The Origins, Purpose, and Practice of Data Observability

Everything old is new again, especially in the data world. With hype around the modern data stack and even post-modern data stack, you’d be right to step back and ask “haven’t we dealt with data since the first computer? What changed since Edgar Codd formalized the relational database in 1970?”

‍

Kevin Hu, PhD

and

May 15, 2023

Kevin Hu, PhD

Co-founder / Data and ML

May 15, 2023

The Origins, Purpose, and Practice of Data Observability

Our present is indeed a continuation of that moment in time, but has a lineage extending all the way back to when humans first developed writing.

One of the oldest extant pieces of writing is a cuneiform tablet created in Sumeria about 5,000 years ago. The writing isn’t an epic poem or religious rite, but a sales receipt signed by a person named Kushim.

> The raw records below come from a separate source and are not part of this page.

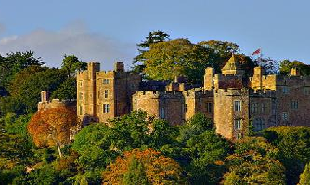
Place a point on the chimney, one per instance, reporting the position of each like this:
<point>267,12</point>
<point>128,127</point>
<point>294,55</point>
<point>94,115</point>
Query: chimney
<point>294,72</point>
<point>119,67</point>
<point>44,96</point>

Specifically, this clay fragment records the delivery of 29,805 measures of barley over 37 months. While Kushim didn’t have access to enterprise software back then, this is essentially a Salesforce transaction. Good thing his data storage medium had auto-save capabilities.

While our technologies have progressed beyond stone tablets, customer complaints will never go away. Image courtesy of author. Images courtesy of the Metropolitan Museum of Art and The Trustees of the British Museum.

The Origins of Data Observability

While data is thousands of years old, observability is hundreds of years old. “Data observability,” a concept describing the degree of visibility we have into our data systems, is a riff on “software observability,” which itself draws from control theory.

In the 17th century, when Dutch polymath Christiaan Huygens wasn’t busy studying the rings of Saturn, he was thinking about windmills. At the time, windmills were often used to grind flour.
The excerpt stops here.